Le Quotidien : Graffiti rageurs – KOKIAN

June 6th, 2007
KOKIAN

KOKIAN

Le Quotidien, mercredi, 6 juin 2007, Culture, pages 41 et 42

Considéré comme le nouveau Basquiat, l’artiste français Kokian marque son territoire avec des slogans revendicatifs, combattant les faux-semblants de la société moderne.

Cris de révolte

par Grégory Cimatti

De la rue aux galeries d’art du monde entier, Kokian n’a pas changé son coup de pinceau, toujours motivé à l’idée de perturber les préjugés et faux-semblants de notre société.

Il analyse les coulisses de la société pour mieux balancer un pavé dans la mare. Kokian hurle ses incompréhensions dans une peinture impulsive, influencée par le mouvement de la figuration libre et du bad painting.

Gribouillages sur toile.
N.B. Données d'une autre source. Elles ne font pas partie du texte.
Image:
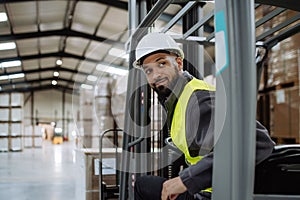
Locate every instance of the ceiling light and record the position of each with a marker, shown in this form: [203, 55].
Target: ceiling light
[14, 63]
[59, 62]
[56, 74]
[118, 53]
[3, 17]
[54, 82]
[92, 78]
[7, 45]
[12, 76]
[111, 70]
[86, 86]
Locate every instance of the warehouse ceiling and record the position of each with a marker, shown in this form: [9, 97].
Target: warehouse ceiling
[62, 44]
[67, 44]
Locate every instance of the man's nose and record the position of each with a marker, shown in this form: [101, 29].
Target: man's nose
[156, 74]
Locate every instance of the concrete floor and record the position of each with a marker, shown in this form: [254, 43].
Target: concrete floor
[47, 173]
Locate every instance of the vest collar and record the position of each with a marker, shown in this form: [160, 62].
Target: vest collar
[172, 99]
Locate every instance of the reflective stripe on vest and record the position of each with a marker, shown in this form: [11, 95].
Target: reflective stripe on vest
[178, 127]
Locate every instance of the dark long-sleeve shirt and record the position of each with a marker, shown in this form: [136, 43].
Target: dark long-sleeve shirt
[200, 135]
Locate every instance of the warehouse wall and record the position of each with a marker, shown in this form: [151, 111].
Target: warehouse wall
[48, 107]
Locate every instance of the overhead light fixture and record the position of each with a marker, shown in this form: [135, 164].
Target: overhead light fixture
[59, 62]
[7, 45]
[54, 82]
[86, 86]
[118, 53]
[56, 74]
[14, 63]
[92, 78]
[111, 70]
[3, 17]
[12, 76]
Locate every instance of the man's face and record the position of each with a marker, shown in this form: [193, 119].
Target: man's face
[162, 71]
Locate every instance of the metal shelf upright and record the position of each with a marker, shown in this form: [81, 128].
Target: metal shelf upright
[235, 40]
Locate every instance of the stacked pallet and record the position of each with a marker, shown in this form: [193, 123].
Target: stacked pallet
[280, 85]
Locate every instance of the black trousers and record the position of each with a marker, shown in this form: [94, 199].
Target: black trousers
[150, 187]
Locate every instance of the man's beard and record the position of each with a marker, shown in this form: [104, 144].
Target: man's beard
[165, 91]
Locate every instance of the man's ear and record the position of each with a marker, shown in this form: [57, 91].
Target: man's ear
[179, 62]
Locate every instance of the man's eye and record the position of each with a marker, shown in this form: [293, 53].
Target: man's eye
[147, 71]
[162, 64]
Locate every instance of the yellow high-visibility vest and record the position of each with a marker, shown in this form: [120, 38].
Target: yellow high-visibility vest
[178, 126]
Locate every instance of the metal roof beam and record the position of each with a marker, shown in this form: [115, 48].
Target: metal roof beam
[117, 4]
[39, 88]
[60, 32]
[29, 71]
[47, 55]
[40, 80]
[290, 4]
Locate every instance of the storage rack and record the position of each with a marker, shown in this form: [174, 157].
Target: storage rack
[235, 73]
[11, 122]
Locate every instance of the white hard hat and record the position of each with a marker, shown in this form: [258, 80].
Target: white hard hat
[153, 42]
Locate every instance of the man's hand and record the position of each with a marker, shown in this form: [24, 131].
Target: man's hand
[172, 188]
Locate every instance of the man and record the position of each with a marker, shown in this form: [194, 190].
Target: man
[190, 115]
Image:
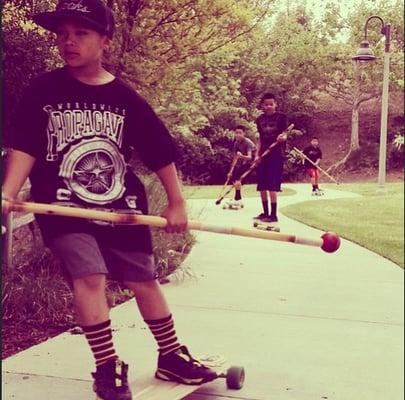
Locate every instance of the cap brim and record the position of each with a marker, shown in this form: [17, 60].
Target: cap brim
[51, 20]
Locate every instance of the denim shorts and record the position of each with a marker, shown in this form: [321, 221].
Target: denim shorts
[82, 255]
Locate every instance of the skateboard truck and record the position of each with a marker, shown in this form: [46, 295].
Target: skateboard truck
[234, 375]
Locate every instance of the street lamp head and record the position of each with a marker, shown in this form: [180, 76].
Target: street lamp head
[364, 53]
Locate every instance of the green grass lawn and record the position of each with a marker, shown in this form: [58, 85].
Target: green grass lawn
[374, 221]
[212, 191]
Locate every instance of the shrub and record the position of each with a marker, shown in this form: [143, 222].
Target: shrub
[396, 152]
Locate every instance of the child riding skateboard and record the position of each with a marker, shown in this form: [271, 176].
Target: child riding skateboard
[270, 125]
[314, 153]
[243, 150]
[73, 135]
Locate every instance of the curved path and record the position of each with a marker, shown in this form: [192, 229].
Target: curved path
[306, 325]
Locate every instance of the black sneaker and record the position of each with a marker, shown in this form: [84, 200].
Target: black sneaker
[111, 381]
[261, 216]
[179, 366]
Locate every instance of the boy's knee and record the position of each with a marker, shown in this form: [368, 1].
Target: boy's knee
[140, 288]
[94, 282]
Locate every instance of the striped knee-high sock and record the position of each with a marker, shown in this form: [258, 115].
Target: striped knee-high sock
[165, 334]
[100, 341]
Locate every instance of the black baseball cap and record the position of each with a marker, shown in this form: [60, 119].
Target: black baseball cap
[93, 13]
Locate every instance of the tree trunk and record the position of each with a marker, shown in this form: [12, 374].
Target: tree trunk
[354, 137]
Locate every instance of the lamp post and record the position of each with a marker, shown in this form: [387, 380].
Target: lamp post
[365, 54]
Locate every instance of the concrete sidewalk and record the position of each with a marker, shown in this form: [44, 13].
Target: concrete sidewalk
[304, 323]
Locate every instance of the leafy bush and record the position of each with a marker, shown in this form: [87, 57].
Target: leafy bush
[36, 294]
[27, 52]
[396, 152]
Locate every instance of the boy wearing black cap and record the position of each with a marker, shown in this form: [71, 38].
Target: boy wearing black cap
[270, 125]
[73, 136]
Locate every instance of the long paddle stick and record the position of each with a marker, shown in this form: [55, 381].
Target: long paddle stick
[329, 241]
[229, 176]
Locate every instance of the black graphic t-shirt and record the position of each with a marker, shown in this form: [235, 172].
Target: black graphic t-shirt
[82, 137]
[314, 154]
[269, 127]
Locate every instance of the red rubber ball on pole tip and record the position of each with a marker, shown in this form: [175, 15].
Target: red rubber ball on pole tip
[331, 242]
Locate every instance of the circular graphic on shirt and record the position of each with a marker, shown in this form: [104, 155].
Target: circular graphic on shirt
[94, 171]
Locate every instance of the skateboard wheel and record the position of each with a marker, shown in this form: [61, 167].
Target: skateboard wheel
[235, 378]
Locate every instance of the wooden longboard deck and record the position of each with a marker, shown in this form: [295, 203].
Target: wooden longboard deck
[150, 388]
[147, 387]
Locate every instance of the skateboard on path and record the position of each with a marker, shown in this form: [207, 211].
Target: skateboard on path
[150, 388]
[266, 226]
[232, 205]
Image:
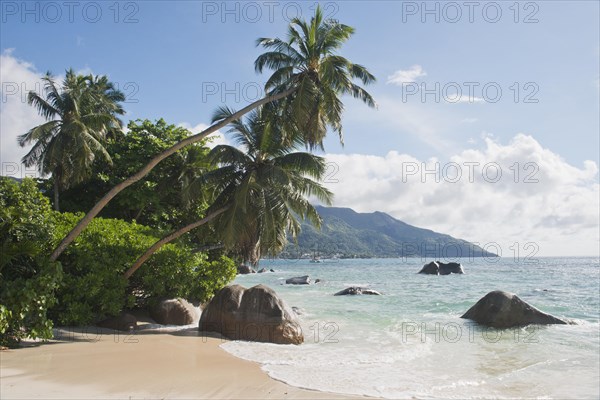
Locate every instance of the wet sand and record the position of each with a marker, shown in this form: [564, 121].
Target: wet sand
[96, 364]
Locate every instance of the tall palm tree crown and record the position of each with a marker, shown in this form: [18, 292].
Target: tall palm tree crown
[79, 116]
[265, 184]
[307, 61]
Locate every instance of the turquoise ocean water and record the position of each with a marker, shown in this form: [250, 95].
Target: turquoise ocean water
[410, 342]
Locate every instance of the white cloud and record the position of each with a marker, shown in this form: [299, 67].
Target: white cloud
[216, 138]
[407, 75]
[547, 202]
[458, 98]
[17, 78]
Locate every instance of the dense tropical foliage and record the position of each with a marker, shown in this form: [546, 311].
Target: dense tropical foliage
[244, 200]
[80, 115]
[309, 82]
[259, 191]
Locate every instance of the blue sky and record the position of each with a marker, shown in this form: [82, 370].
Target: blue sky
[175, 58]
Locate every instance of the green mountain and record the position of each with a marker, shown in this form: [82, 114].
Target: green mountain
[346, 233]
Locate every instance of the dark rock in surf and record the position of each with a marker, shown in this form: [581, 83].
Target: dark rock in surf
[440, 268]
[356, 291]
[298, 280]
[500, 309]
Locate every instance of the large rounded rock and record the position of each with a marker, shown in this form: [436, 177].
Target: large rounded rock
[354, 290]
[440, 268]
[500, 309]
[174, 312]
[298, 280]
[245, 269]
[255, 314]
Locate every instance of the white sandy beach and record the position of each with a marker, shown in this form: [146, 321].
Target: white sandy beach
[164, 366]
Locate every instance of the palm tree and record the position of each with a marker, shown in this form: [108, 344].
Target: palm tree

Grands jets de peinture, nerveux, instinctifs. Morceaux de papier, collés ici et là, affiches déchirées, matériaux divers posés au hasard sur l’oeuvre. Kokian est comme ça. Dans son antre, où tout se chevauche, s’enchevêtre – son «bordel introspectif», comme il se plaît à le nommer – il se jette sur tout ce qui peut donner du ton à sa création. «C’est une véritable impulsion, confie-t-il. Mes oeuvres avancent au coup par coup».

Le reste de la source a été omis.